一の二 箱
青年が落ち着いて左右を見ると、左隣りの部屋の住人も手摺りから体をはみ出さんばかりにそれを凝視している。なにやら話し声も聞こえ、手摺りまで近づいて下を見れば、大家の奥さんと一階の住人が不機嫌そうに小さな声でそれに対して愚痴のようなものをこぼしている。通りの方からも話し声が聞こえ、どうやらやじ馬が集まっているようだ。
「あれって何かな?」
隣人の男がこちらをまったく見ずに言った。
青年はいきなりの質問に驚いて隣人を見た。
それまでろくに話したこともなく、自分よりも年上であるとしか知らない隣人に対して、当たり障りのない返事をする。
「黒い……壁……いや、建物じゃないですか」
「箱にも見えるな。

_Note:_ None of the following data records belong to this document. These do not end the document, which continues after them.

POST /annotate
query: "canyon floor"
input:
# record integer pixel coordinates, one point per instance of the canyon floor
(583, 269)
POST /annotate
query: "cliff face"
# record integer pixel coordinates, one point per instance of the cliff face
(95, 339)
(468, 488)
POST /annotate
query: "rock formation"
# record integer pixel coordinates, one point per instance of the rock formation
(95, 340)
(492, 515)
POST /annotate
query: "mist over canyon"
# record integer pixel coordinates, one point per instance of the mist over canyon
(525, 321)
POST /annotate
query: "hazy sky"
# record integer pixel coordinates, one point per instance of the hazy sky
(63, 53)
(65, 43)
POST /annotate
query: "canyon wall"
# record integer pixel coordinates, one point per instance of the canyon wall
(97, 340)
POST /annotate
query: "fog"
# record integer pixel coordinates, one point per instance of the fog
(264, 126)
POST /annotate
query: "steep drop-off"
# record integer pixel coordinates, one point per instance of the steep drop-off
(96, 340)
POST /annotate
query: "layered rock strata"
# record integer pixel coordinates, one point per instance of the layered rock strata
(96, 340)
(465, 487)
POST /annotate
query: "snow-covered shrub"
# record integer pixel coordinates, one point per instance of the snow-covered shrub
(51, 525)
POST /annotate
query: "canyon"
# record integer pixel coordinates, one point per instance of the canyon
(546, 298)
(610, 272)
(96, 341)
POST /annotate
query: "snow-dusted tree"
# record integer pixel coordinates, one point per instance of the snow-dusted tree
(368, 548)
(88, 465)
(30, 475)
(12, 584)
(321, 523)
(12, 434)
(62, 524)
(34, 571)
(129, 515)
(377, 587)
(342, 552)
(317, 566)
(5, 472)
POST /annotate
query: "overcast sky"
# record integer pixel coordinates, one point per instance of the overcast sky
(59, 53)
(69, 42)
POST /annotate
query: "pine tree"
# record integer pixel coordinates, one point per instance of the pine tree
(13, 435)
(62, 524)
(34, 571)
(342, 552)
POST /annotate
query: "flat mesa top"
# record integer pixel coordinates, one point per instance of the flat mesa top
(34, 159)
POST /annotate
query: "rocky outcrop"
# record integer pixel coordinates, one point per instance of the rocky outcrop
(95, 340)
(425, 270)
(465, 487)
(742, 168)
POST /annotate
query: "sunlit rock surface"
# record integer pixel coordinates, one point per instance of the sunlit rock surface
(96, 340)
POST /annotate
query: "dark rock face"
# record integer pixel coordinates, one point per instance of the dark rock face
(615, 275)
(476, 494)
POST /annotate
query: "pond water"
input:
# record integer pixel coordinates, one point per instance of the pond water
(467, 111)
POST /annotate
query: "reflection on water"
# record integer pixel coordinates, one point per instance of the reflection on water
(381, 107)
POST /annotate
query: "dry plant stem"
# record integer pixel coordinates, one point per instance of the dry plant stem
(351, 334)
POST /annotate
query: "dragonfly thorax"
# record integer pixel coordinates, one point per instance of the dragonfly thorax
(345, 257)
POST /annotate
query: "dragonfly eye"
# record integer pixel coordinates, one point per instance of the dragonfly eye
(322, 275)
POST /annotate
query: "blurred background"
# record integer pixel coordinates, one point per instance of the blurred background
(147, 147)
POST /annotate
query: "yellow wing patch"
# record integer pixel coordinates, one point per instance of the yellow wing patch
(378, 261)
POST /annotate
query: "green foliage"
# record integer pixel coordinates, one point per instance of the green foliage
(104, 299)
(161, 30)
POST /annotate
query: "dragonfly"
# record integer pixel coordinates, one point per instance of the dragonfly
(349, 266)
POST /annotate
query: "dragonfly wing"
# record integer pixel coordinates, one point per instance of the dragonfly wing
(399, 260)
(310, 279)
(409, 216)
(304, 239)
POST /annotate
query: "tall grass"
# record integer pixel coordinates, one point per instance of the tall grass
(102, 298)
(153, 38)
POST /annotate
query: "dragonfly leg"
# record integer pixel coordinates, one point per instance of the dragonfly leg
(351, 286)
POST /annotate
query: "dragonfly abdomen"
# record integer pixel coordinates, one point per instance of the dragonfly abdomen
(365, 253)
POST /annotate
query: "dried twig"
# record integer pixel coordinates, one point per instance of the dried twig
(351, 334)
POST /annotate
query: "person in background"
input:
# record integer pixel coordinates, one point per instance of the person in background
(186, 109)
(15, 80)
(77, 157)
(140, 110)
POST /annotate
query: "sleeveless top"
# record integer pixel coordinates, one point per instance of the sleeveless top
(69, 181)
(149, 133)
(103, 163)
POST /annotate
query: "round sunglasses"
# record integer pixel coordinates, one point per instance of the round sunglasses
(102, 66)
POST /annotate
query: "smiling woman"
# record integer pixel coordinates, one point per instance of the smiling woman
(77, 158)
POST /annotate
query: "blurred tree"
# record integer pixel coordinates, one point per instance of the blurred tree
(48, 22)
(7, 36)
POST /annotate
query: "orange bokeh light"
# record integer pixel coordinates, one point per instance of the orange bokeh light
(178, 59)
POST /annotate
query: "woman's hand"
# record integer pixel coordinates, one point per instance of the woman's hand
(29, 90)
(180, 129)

魑魅魍魎でも入ってるのかな?」
初めてまともに会話をしたが、まともな会話をした気がしない。
「たった一晩でどうやって造ったんでしょう? やっぱり箱で、ただの張りぼてなんですかね?」
「まさかさっきの揺れを気がつかなかったのか? 大石君。あれは一瞬で出来たんだよ」
それまで瞬きもせずに黒い物体を見ていた男が、いきなりこっちを見て言った。おまけに名前を知らない相手に自分の名前を呼ばれ、思わず身構えてしまったのでその言葉の意味をまったく理解できなかった。
隣人は再び正面に顔を戻して言った。
「俺もその瞬間を見たわけじゃないが、工事の音と話し声が一瞬消えたと思ったらあの揺れが来たんだ。急いで出たらあれがあった。状況から見て、あの一瞬でこれが現れたのは間違いないだろう」
大石青年は隣人の言葉のごく一部だけ理解できた。
「工事の人達は何処に行ったんです?」
隣人は驚いたように大石を見る。
「盲点だ。そうだ。どうしたんだろう?」
首と体を左右に大きく動かし、隣人は物体の全体を把握しようとする。
大石は興味なさそうに、道まで出て眺めて来ればいいのに、と冷ややかに見ていた。
隣人は今にも手摺りから落ちそうなほど体を乗り出して、アパートの軒よりもはるかに大きい物体のてっぺんを見ようとした。
「やっぱりあれの中かな……」
不安定な体勢のまま呟く隣人に促されるように、大石も軒の上をのぞいた。
物体は無論壁ではなく、箱でもなかった。真っ黒の壁は大石の予想をはるかに上回るほど上空まで伸びていた。
再度まともな精神状態ではいられなくなった大石は、自然と口を開いた。